Hey, Tony. Yeh, that's the really funny thing. I felt like my "normal" self out there. But then normal gets too much and I have to take a break from it. Then I settle into my "real normal." The reason I know it's my real normal is I don't need to take a break from it. There is almost certainly a connection to my mood and energy cycles. It's like I need to hibernate to recover from all the strain on my metabolic processes.
But, yeh. I had a great time Sat and was right in my element.
We introverts also need people, but we need recovery afterwards. I too am in my element with others, and get energized by being part of something larger than myself. But my creativity requires reflection in order to return my whole self back to me.
So Dear John, I need to ask you if your perspective on the pharmaceuticals today is different than when you wrote your award-winning book?
Do you tell this story on this blog, too?
Hey, Smitty. Yes it is. In several senses it is the same, namely meds are only one small part of the equation and that Pharma is all about marketing rather than science and treatment and that we need to be smart about our meds rather than waiting for our docs to come up with answers, that our docs tend to over-medicate us, and so on.

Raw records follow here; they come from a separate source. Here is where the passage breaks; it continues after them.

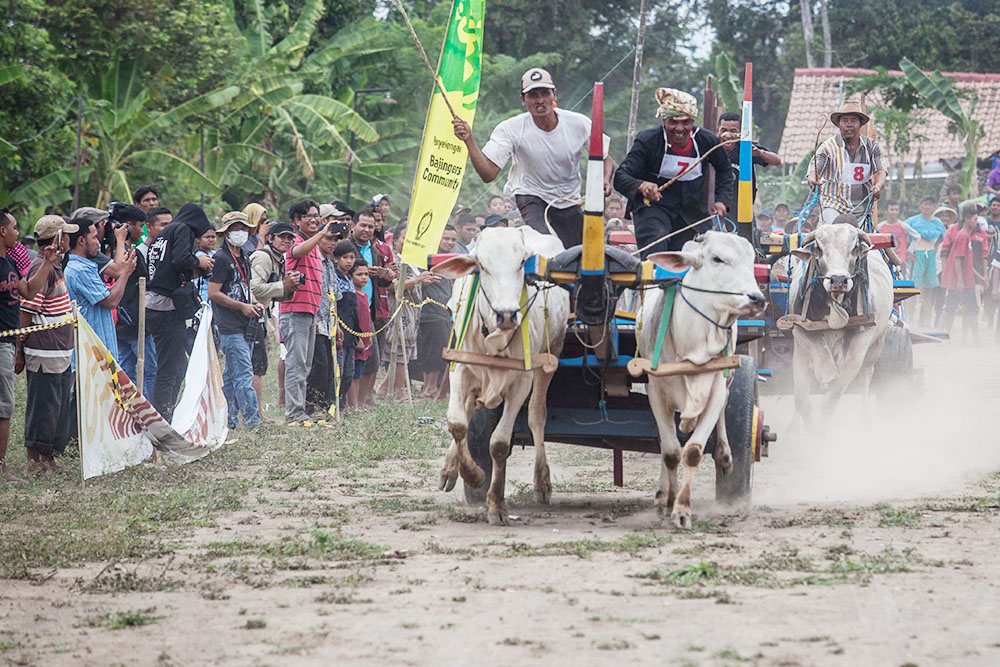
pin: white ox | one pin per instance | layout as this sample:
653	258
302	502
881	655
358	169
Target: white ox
722	266
493	329
830	360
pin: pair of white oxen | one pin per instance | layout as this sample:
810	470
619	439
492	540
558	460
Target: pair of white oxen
724	289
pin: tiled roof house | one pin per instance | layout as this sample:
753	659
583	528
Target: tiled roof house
817	92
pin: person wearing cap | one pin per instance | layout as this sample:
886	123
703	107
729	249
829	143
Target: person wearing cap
127	325
95	301
146	198
270	284
467	230
106	266
259	225
236	315
383	204
546	145
664	153
297	314
847	166
172	267
45	355
14	286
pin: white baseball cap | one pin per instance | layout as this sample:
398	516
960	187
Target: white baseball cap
536	77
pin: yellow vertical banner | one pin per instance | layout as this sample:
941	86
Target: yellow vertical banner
443	158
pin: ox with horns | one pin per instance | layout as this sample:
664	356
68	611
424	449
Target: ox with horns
838	275
494	329
718	288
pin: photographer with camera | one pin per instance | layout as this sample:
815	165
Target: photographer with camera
127	328
298	315
270	283
110	237
238	317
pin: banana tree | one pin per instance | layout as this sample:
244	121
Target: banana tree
937	92
117	127
290	122
8	74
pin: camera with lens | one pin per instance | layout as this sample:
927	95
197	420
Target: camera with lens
338	229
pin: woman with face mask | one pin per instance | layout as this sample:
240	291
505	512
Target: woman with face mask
237	314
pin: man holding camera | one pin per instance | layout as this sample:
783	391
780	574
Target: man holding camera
128	310
270	283
237	315
297	318
95	301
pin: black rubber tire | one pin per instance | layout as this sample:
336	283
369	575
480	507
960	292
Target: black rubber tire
896	360
735	488
481	427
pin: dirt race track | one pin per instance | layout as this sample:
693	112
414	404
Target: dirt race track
874	544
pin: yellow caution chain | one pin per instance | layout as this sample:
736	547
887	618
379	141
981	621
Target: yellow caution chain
38	327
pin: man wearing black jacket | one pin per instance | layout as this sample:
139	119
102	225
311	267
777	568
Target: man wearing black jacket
662	153
171	264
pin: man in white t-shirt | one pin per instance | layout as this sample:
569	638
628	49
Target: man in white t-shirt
546	145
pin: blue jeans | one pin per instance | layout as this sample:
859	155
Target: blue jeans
128	359
236	379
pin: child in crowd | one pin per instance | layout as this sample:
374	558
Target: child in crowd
435	327
344	255
363	349
901	234
319	387
931	232
961	244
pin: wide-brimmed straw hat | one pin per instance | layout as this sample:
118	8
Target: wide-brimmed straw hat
849	107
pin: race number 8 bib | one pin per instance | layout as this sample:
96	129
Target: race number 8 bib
672	165
855	173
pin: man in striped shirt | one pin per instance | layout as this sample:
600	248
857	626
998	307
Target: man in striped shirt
46	354
847	166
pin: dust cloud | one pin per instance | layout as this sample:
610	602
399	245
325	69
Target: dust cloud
910	442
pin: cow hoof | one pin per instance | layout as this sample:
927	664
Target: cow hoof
447	481
496	518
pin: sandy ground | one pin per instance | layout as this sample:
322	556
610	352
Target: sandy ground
872	542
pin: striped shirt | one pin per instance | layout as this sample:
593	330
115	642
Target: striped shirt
48	351
833	163
306	299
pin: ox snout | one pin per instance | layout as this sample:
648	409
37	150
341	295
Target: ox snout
507	320
838	284
756	302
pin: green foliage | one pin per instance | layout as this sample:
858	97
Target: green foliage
937	92
727	81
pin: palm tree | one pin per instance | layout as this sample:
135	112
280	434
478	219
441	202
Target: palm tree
274	109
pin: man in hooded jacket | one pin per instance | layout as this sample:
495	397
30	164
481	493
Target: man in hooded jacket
172	266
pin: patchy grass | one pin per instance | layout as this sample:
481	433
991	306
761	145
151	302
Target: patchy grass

But over the years I have brought these viewpoints into much sharper relief. In the course of redoing my website (which I refer to in my piece), I rewrote virtually all the article in my Treatment section. Among other things, I said that meds should be a complement to our recovery strategies, not the other way around. I never would have said this several years ago.

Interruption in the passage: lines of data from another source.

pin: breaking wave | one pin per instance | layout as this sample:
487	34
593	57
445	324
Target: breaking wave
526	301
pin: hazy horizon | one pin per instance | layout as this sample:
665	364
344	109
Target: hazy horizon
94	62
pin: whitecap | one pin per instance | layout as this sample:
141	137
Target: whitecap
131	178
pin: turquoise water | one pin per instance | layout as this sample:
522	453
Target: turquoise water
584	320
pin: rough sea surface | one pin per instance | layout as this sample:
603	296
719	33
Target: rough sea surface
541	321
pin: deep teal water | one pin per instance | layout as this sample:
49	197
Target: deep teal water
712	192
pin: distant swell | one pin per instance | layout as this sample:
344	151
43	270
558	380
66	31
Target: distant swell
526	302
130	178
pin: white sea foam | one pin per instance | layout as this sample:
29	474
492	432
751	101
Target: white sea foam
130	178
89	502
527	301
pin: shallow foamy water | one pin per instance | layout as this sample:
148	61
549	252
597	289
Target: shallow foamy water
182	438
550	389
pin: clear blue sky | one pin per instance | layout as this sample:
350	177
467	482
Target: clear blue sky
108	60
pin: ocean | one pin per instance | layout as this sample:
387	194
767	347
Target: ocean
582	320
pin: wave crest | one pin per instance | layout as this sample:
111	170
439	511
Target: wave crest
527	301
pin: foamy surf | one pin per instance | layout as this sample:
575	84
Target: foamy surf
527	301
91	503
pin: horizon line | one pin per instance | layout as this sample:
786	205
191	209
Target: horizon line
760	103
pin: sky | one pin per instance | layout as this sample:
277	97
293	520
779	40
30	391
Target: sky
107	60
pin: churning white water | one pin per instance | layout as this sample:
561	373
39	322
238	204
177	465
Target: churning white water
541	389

Also, when I first started out there were high hopes for the new generation meds. It's now pretty clear that the best evidence we have shows how badly they work rather than how well they work, despite Pharma spinning a different story.
I think my readers have also changed over the years. They're asking hard questions and digging deep, and these days I am more guided by them (us) than by the researchers.

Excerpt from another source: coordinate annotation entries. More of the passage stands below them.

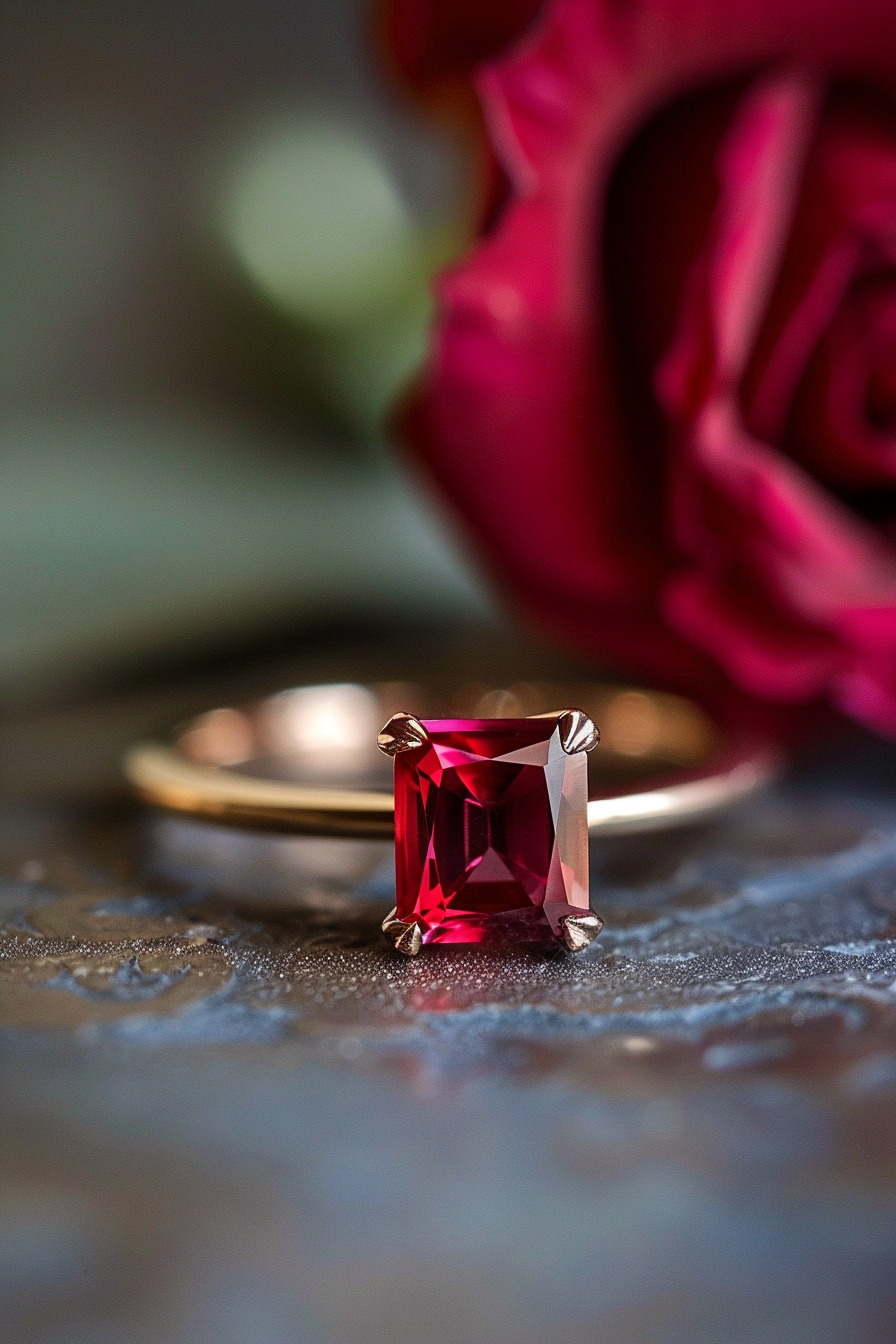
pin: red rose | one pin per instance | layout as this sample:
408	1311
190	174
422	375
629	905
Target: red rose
662	393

For instance, it was some of my readers that pointed out to me that introversion was not necessarily a bad thing. The thought kind of fermented in my head for at least a year, then a big "holy crap!" popped out.
I'm very grateful to the researchers, but in so many cases my readers are way more insightful and ahead of the curve. I've always been guided by my readers, but now more than ever.
On every level, things are way different than when my book came out four and a half years ago. And this will be true four and a half years from now.
Thanks for asking and feel free to follow up.